Im Kaufvertrag mit Asklepios hat sich die Freie und Hansestadt Hamburg verpflichtet, den LBK NEU so auszustatten, dass am 1. Januar 2005 ein Nettoumlaufvermögen (NUV) in Höhe von zwei Monatsumsätzen vorhanden ist.

Diese Vermögensausstattung bildet ­ so der Senat in der Verkaufsdrs. 18/849

­ auch die Zielgröße für die folgenden Jahre. Sollte die Zielgröße nicht erreicht werden, wird die städtische Besitzanstalt dem LBK NEU die fehlende Summe als Darlehen zur Verfügung stellen. Diese Liquiditätshilfedarlehen können 75 Mio. Euro erreichen. Sie sind bei einem Börsengang des LBK NEU oder bei einem Börsengang von Asklepios zu tilgen ­ ansonsten nur bei ausreichender Liquidität des LBK NEU.

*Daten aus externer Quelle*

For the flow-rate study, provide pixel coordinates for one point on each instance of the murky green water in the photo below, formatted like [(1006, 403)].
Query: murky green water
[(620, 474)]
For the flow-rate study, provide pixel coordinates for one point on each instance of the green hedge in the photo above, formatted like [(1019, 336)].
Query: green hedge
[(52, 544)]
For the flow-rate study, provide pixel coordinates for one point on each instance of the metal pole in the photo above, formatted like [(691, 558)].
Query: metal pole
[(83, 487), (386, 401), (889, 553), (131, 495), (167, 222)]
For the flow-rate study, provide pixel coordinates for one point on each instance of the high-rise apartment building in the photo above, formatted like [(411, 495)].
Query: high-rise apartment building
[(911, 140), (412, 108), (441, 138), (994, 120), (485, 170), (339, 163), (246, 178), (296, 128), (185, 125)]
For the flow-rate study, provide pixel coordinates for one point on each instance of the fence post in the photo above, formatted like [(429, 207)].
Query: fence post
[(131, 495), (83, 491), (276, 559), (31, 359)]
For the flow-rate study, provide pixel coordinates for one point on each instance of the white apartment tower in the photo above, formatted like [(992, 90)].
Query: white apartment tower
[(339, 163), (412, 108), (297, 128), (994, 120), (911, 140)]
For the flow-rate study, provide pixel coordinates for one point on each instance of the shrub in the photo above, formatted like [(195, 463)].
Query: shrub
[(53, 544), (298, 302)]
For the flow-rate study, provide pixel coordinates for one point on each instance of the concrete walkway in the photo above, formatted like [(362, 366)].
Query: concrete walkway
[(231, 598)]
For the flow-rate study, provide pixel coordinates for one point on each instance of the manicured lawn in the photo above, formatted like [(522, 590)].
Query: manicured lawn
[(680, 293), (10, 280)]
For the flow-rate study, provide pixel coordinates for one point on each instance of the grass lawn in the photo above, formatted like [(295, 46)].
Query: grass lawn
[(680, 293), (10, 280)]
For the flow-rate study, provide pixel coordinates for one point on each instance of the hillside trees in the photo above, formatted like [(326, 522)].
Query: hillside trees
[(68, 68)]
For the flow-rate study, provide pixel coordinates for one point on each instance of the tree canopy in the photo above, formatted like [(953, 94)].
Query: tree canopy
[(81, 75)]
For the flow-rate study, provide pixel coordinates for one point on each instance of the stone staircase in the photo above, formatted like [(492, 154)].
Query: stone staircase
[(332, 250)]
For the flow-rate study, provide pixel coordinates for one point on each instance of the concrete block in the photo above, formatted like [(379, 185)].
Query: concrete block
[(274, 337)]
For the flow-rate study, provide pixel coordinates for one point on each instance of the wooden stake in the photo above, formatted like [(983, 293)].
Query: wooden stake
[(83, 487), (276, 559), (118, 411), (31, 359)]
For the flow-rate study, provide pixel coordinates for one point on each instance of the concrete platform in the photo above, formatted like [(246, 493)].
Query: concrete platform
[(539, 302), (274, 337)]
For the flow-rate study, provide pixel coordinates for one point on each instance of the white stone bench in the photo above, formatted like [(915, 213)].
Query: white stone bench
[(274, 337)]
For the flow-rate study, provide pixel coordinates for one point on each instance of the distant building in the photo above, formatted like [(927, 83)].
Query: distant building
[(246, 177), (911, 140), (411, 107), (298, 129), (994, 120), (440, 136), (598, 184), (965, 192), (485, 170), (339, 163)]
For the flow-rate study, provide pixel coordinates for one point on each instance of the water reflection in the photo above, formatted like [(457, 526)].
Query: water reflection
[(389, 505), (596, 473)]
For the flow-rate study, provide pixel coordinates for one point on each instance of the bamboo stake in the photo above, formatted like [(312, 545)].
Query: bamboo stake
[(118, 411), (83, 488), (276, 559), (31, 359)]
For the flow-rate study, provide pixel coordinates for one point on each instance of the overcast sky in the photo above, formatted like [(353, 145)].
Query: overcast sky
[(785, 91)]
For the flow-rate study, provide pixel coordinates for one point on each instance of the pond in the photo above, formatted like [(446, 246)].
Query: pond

In Presseberichten vom 30. November 2005 wurden der Vorsitzende des Aufsichtsrats des LBK Senator Dräger sowie Finanzsenator Peiner mit Aussagen hinsichtlich des Jahresabschlusses 2004 des LBK, eines Jahresergebnisses von -136 Mio. Euro sowie eines daraus abgeleiteten Ausgleichs des Nettoumlaufvermögens auf das garantierte Niveau durch einen Zuschuss der städtischen Besitzanstalt in Höhe von 19,5 Mio. Euro zitiert.

Der Betrag von 19,5 Mio. Euro zur Herstellung des garantierten Netto-Umlaufvermögens wurde am 20. Dezember 2005 von der LBK Immobilien zur Zahlung an die LBK GmbH angewiesen. Erst am 30. Januar 2006 ­ statt wie vereinbart am 30. November 2005 ­ ging der einzige Kaufpreis-Anteil, den Asklepios für die Geschäftanteile zu zahlen hatte, in Höhe von 19,2 Mio. Euro auf dem Konto des LBK Immobilien ein. Den restlichen Kaufpreis muss das verkaufte Unternehmen LBK selbst aufbringen.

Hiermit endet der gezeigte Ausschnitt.